Whether the firmware needs to be in the initrd or not depends on how you have it set up. It needs to be there when the nouveau code is initialized (if you have a module, that means when the module is loaded, if it's built-in, then it needs to be added to the kernel image itself with the ADDITIONAL_FIRMWARE thing or whatever it's called). e.g. the way I set up my initrd is that it does next to nothing, just asks for a password, decrypts the partition, mounts it, and swaps it in as the 'new' root. I never need to touch it (unless I want to make changes to the decryption logic). Modules are loaded with my regular '/' in place. Most distros prefer the complex route and have their initrd's load everything, which in turn means that the firmware needs to be in the intird, and the initrd needs to be updated for every kernel. [Aside: This makes sense when you're creating something that must work on every hardware combination ever imagined (and not) whereby you don't want to build every driver in, but you do want to support various esoteric devices that are may be required for booting, like disk or network. And once you do that, might as well do everything there. But it's very rare that I solder some crazy raid controller into my laptop, so it doesn't really make sense for more tailored setups.]
I went the easy way now. I built nouveau as a module that is loaded later and I see [ 5.323010] nouveau [ PGRAPH][0000:01:00.0] using external firmware in my dmesg output :-) I will stay with the "nouveau as a module" solution until I am sure, that the external firmware solves the problem. Then I can still figure out how to make UEFI and initrd work together. I will come back and report my results, but this may take its time, because the crash only occurs once in a while.
As announced in my previous post I wanted you to inform about my findings. The GPU lock-ups do not occur with the NVIDIA binary PGRAPH fw.
What | Removed | Added |
---|---|---|
CC | pastas4@gmail.com |
*** Bug 69882 has been marked as a duplicate of this bug. ***
I suffered from the same bug. I was able to fix it with some help from users on IRC as well as the files presented here.

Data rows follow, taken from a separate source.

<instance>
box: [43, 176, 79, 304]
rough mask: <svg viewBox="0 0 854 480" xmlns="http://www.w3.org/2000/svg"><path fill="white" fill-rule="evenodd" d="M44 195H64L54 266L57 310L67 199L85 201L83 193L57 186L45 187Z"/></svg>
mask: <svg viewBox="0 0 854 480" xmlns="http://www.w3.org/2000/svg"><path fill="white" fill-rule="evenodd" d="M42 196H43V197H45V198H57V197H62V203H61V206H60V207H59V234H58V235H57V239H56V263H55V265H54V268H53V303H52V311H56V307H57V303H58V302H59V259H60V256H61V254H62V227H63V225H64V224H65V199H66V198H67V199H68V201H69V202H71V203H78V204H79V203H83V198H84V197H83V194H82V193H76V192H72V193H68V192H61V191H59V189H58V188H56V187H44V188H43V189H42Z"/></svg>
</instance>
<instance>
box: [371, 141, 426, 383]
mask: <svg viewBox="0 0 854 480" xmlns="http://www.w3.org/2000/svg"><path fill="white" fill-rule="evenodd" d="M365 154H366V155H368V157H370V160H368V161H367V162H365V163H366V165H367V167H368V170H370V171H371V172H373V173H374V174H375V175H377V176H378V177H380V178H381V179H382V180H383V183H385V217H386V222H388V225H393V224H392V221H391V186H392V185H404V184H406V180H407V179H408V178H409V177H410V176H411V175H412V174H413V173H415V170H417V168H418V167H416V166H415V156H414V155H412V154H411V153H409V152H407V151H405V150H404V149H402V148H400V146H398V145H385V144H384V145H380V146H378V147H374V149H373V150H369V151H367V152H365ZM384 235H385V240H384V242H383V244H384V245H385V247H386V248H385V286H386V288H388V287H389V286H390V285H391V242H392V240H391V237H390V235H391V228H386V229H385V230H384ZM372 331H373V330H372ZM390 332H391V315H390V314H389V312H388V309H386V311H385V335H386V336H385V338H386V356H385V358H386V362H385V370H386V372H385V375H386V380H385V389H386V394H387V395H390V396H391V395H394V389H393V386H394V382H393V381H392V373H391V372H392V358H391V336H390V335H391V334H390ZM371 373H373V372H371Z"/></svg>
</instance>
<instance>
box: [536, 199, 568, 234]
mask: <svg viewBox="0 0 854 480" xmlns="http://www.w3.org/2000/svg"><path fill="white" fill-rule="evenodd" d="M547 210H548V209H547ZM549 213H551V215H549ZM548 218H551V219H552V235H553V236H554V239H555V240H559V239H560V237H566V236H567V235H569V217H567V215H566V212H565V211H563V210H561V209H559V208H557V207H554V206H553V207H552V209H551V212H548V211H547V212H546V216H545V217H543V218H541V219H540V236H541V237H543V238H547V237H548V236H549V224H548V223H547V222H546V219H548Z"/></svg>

Figured I'd provide explicit instructions for others. (I'm using Ubuntu 13.10). 1. First make sure you have NV6 firmware $dmesg | grep nouveau | grep Chipset You should see something that looks like: [ 2.318701] nouveau [ DEVICE][0000:01:00.0] Chipset: GK106 (NVE6) 2. Download and move the files from Jordan Bass (thanks!) in comment 19 sudo mkdir /lib/firmware/nouveau sudo /path/to/extractedfiles/* /lib/firmware/nouveau 3. Update initramfs sudo update-initramfs -c -k <YOUR_KERNEL> 4. Update GRUB sudo nano /etc/default/grub Add nouveau.config=NvGrUseFW=1 to GRUB_CMDLINE_LINUX_DEFAULT so that it looks like: GRUB_CMDLINE_LINUX_DEFAULT="quiet splash nouveau.config=NvGrUseFW=1" 5. Update grub sudo update-grub 6. Restart and verify sudo shutdown -r now On restart: $dmesg | grep external [ 2.484773] nouveau [ PGRAPH][0000:01:00.0] using external firmware If you see PGRAPH using external firmware, you're done.
It's been about 5 hours since I rebooted using the blob firmware. No problems to report, it seems to be a work-around for this bug. Thank you previous commenters!